L'histoire :
Bien loin des faits divers voyeurs ou racoleurs, bienvenue au cœur d’un royaume désenchanté, où la Lune est une orgie géante, et dans lequel les voitures, les tabourets et les cercueils, mus par une âme, se substituent aux fées… Sous la forme de brèves, d’articles, de jeux, de faits divers et de rubriques, voici les tribulations d’hommes et de femmes dans un au-delà métaphysique. Dans ce royaume, une frontière sépare les riches et les pauvres. Saurez-vous retrouver le psychopathe déguisé en cupidon, au cœur d’un palais grouillant de centaines d’individus ? Un homme sourd est assis sur un banc, entouré de dizaines de pigeons. Ces derniers complotent en secret. Ils attaqueront l’homme lorsqu’il se lèvera. Rongé par la honte après s’être fait agressé, Christian le sourd finira par se suicider. De nombreuses personnes, avant de mourir, ressentiraient des sensations communes (l’EMI : expérience de mort imminente). Pour approfondir l’analyse, deux scientifiques se livrent à des expériences au musée de la police de Paris, à l’aide d’une guillotine. On vient de l’apprendre, un couple de touristes a enfreint les règles de la nature lors d’un safari, en voulant sauver un zèbre pris dans les griffes d’un léopard. Résultat : la voiture roulant trop vite, les deux animaux ont été tués sur le coup, ainsi que le conducteur, la tête fracassée contre le volant. La veuve éplorée a décidé de rapatrier le corps et les carcasses, et d’élever un mausolée…
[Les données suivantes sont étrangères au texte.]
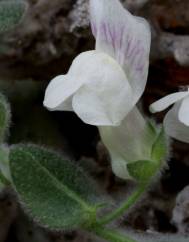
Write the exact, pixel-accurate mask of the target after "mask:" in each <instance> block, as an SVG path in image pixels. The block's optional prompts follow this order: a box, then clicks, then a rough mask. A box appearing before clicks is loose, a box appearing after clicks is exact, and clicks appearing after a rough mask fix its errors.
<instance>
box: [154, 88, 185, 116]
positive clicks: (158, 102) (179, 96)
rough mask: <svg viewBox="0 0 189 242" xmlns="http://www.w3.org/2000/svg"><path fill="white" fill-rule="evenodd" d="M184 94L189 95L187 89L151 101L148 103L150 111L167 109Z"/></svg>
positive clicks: (158, 110) (160, 111) (184, 94)
mask: <svg viewBox="0 0 189 242" xmlns="http://www.w3.org/2000/svg"><path fill="white" fill-rule="evenodd" d="M186 96H189V92H188V91H187V92H176V93H172V94H170V95H167V96H165V97H163V98H161V99H160V100H158V101H156V102H154V103H152V104H151V105H150V112H152V113H156V112H161V111H163V110H165V109H167V108H168V107H169V106H171V105H172V104H174V103H176V102H178V101H180V100H182V99H183V98H185V97H186Z"/></svg>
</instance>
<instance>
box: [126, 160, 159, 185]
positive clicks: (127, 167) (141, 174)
mask: <svg viewBox="0 0 189 242" xmlns="http://www.w3.org/2000/svg"><path fill="white" fill-rule="evenodd" d="M127 168H128V170H129V174H130V175H131V176H132V177H133V178H135V179H136V180H137V181H139V182H147V181H148V180H149V179H150V178H151V177H152V176H153V175H154V174H155V173H156V171H157V170H158V166H157V164H156V163H155V162H153V161H148V160H139V161H135V162H132V163H129V164H128V165H127Z"/></svg>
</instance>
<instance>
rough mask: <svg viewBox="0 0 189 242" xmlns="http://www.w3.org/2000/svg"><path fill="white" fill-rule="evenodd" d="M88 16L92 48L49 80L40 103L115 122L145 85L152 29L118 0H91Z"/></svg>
mask: <svg viewBox="0 0 189 242" xmlns="http://www.w3.org/2000/svg"><path fill="white" fill-rule="evenodd" d="M90 14H91V16H90V20H91V27H92V31H93V34H94V36H95V38H96V48H95V50H93V51H87V52H84V53H82V54H80V55H79V56H78V57H76V58H75V60H74V61H73V63H72V65H71V67H70V69H69V71H68V73H67V74H66V75H61V76H57V77H56V78H54V79H53V80H52V81H51V82H50V84H49V86H48V87H47V90H46V93H45V99H44V105H45V106H46V107H47V108H48V109H50V110H65V111H75V113H76V114H77V115H78V116H79V117H80V118H81V119H82V120H83V121H84V122H85V123H88V124H92V125H97V126H107V125H110V126H118V125H119V124H120V123H121V121H122V120H123V119H124V118H125V117H126V115H127V114H128V113H129V112H130V111H131V110H132V109H133V107H134V106H135V104H136V103H137V101H138V100H139V98H140V97H141V95H142V93H143V91H144V88H145V85H146V79H147V74H148V65H149V51H150V42H151V34H150V28H149V25H148V24H147V22H146V21H145V20H144V19H142V18H139V17H135V16H133V15H131V14H130V13H129V12H128V11H127V10H126V9H124V8H123V7H122V5H121V3H120V2H119V1H118V0H90Z"/></svg>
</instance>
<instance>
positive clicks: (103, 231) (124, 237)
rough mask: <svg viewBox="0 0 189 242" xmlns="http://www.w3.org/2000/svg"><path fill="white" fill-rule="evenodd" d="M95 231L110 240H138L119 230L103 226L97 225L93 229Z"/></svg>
mask: <svg viewBox="0 0 189 242" xmlns="http://www.w3.org/2000/svg"><path fill="white" fill-rule="evenodd" d="M92 231H93V233H95V234H96V235H97V236H99V237H101V238H103V239H105V240H107V241H110V242H137V241H136V240H133V239H131V238H129V237H127V236H125V235H123V234H120V233H119V232H118V231H116V230H113V229H110V228H106V227H103V226H97V227H94V228H93V229H92Z"/></svg>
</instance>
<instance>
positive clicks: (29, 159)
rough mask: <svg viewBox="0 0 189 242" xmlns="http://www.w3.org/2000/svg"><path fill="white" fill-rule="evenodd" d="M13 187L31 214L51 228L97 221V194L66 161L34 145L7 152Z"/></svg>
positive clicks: (82, 174)
mask: <svg viewBox="0 0 189 242" xmlns="http://www.w3.org/2000/svg"><path fill="white" fill-rule="evenodd" d="M10 170H11V176H12V180H13V185H14V187H15V189H16V191H17V192H18V194H19V197H20V199H21V201H22V203H23V204H24V205H25V207H26V209H28V211H29V212H30V213H31V215H32V216H33V217H34V219H36V220H37V221H38V222H39V223H41V224H42V225H45V226H47V227H48V228H50V229H58V230H61V229H75V228H78V227H82V226H86V225H89V224H90V223H91V222H92V221H93V220H94V219H96V209H97V206H98V205H99V194H98V192H96V187H95V185H94V183H93V181H91V179H89V178H88V176H87V175H86V174H85V173H84V172H83V170H81V169H80V168H79V167H77V166H76V165H75V164H74V163H72V162H70V161H69V160H65V159H63V158H62V157H60V156H59V155H57V154H56V153H54V152H51V151H48V150H46V149H43V148H40V147H37V146H31V145H30V146H28V145H17V146H13V147H12V148H11V150H10Z"/></svg>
Ce qu'on en pense sur la planète BD :
A l’image de Welcome to the death club de Winschluss (Cornélius), Ruppert et Mulot préfèrent rire de la mort avec leur nouvel ovni, le Royaume. Impossible à lire dans le métro, préférez la position debout, face à une table. Présenté sous la forme d’un journal interactif au format improbable (environ 40x60 cm une fois déplié), le Royaume est à la fois une expérimentation formelle déroutante, et une méditation quasi mystique sur la mort, l’au-delà et l’inconscient. Projet franchement loufoque où l’illusion le dispute au comique, ce journal en noir et blanc se lit comme un quotidien, l’humour en plus. Symphonie en mode désabusé ou animiste, Le Royaume fascine par son imaginaire sans limite, propre à renverser toutes les valeurs judéo-chrétiennes. Ce qui séduit aussi, c’est bien le côté débrouille, artisanal et faussement naïf de ce journal, à l’esprit très punk. On peut d’ailleurs s’exercer à la pratique du pliage, et jouer à « Où est Charlie ? »… Déjanté ou cocasse, ludique ou cynique, le Royaume est tout à la fois cohérent avec lui-même par ses jeux de renvois entre les cases, et farfelu dans sa construction narrative. A travers l’absurde, les auteurs questionnent le réel dans ce qu’il a de plus illusoire et de plus grotesque, pour en exhumer le tableau d’un monde en proie à la pulsion de mort. Alors, point de paradis, d’enfer, ni même de purgatoire pour Ruppert et Mulot, mais plutôt un ailleurs ineffable où le dauphin, symbole de régénérescence, est un roi moqueur. D’un journal, vous pouvez faire un cône à frites les soirs de match à Bollaërt. Celui de Ruppert et Mulot, un objet à contempler, qu’on manipule avec délicatesse et dont on aime renifler l’encre. Question de priorité. Pour les amateurs de BD alternative, cet objet inclassable (un livre ? un journal ? un fanzine ? une BD ? un mode d’emploi ?) s’avère une véritable pépite DIY. A réserver aux fans du duo Ruppert/Mulot, aux collectionneurs, mais aussi à tout lecteur que l’approche intellectuelle de la BD ne rebute pas. Puzzle polymorphe, cet ovni formel sera difficile à ranger dans votre bédéthèque. Doublement recommandé, donc.